The Failed Recovery (November - December 2018)
November offered a head-fake rally. AMD hosted its "Next Horizon" event on November 6, unveiling the 7nm EPYC "Rome" processor that would eventually become a game-changer for the server market. The stock bounced from $17.63 to $21.03 the following week. By late November, shares had recovered to $21.30 as investors bought the dip on the 7nm narrative.
But the macro backdrop was deteriorating. The Fed hiked rates again on December 19 and Chairman Jerome Powell signaled the balance sheet runoff was on "autopilot"—a comment that sent markets into a tailspin. The S&P 500 fell to $240.70 for the week of December 17, its lowest level of 2018. AMD, despite its company-specific growth story, got swept up in the broad liquidation. The stock opened the week of December 17 at $20.01 and collapsed to $16.93—wiping out the entire November recovery in a single week. The year ended with AMD essentially round-tripping back to entry.
Price Action
The trade in chart form
Results
The final accounting
During the same July 16 to December 24, 2018 period:
S&P 500 (SPY): -13.9% ($279.68 → $240.70)
AMD: +2.6% ($16.50 → $16.93)
AMD outperformed the S&P 500 by approximately 16.5 percentage points—but the headline number is deeply misleading. Anyone who held from entry through the September peak watched a 98.3% gain evaporate to just 2.6%. The stock's beta made it a leveraged bet on both directions: it outperformed dramatically on the way up and gave almost all of it back on the way down. The "outperformance" came entirely from the residual Ryzen/EPYC fundamental value that kept AMD from falling as far as the broader market in December.
Lessons
What the trade revealed
Parabolic gains demand a profit-taking plan
When a stock doubles in nine weeks, the risk/reward has shifted dramatically. AMD's move from $16.50 to $32.72 was a gift—but only if you locked in some of it. Trailing stops, partial sells at technical targets, or selling into strength are all tools that would have preserved meaningful gains from this trade.
Earnings beats don't protect you in a bear market
AMD beat Q3 estimates and still crashed 22% after hours because guidance disappointed. In a risk-off environment, the market prices forward earnings, not backward beats.
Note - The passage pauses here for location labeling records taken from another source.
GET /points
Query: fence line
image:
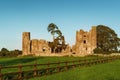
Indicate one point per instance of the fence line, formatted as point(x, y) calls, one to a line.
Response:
point(57, 67)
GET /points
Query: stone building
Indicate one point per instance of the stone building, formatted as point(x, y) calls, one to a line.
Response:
point(85, 42)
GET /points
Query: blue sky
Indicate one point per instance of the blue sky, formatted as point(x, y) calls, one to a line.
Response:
point(17, 16)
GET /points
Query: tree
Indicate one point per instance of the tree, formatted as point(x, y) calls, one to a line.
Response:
point(59, 41)
point(4, 52)
point(107, 39)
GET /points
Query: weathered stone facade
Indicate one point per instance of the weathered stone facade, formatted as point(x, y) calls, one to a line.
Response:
point(85, 42)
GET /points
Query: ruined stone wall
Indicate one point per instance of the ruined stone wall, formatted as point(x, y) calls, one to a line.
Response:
point(85, 42)
point(26, 43)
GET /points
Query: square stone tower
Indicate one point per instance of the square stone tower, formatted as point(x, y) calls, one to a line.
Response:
point(85, 42)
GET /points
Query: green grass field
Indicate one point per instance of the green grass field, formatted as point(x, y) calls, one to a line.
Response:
point(107, 71)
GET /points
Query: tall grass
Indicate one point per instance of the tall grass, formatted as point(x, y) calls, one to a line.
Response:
point(107, 71)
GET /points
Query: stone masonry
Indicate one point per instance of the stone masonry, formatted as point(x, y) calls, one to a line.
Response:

When the macro backdrop is deteriorating, even good companies get repriced violently.
Hidden revenue dependencies create asymmetric risk
Crypto mining was 10% of AMD's Q1 revenue and collapsed to "negligible" by Q3. If a meaningful portion of a company's revenue comes from a volatile, unpredictable source, that's a risk that should be sized accordingly—not dismissed because the core business is strong.
Beta is not a free lunch
AMD outperformed the S&P 500 by 16.5 percentage points over this period—but delivered a total return of just 2.6% while subjecting the holder to a 48% drawdown. High-beta stocks can create the illusion of alpha when the real driver is just amplified market moves. Understand whether your returns come from stock selection or from leveraged exposure to market direction.
The best long-term thesis can still produce a terrible trade
AMD in 2018 was everything a growth investor wanted: superior products, gaining share, visionary CEO. The stock would eventually reach $160 by 2021. But from July to December 2018, the combination of crypto GPU collapse, Fed tightening, and trade war fears turned a correct long-term thesis into a round trip to nowhere. Being right about the company doesn't make you right about the trade.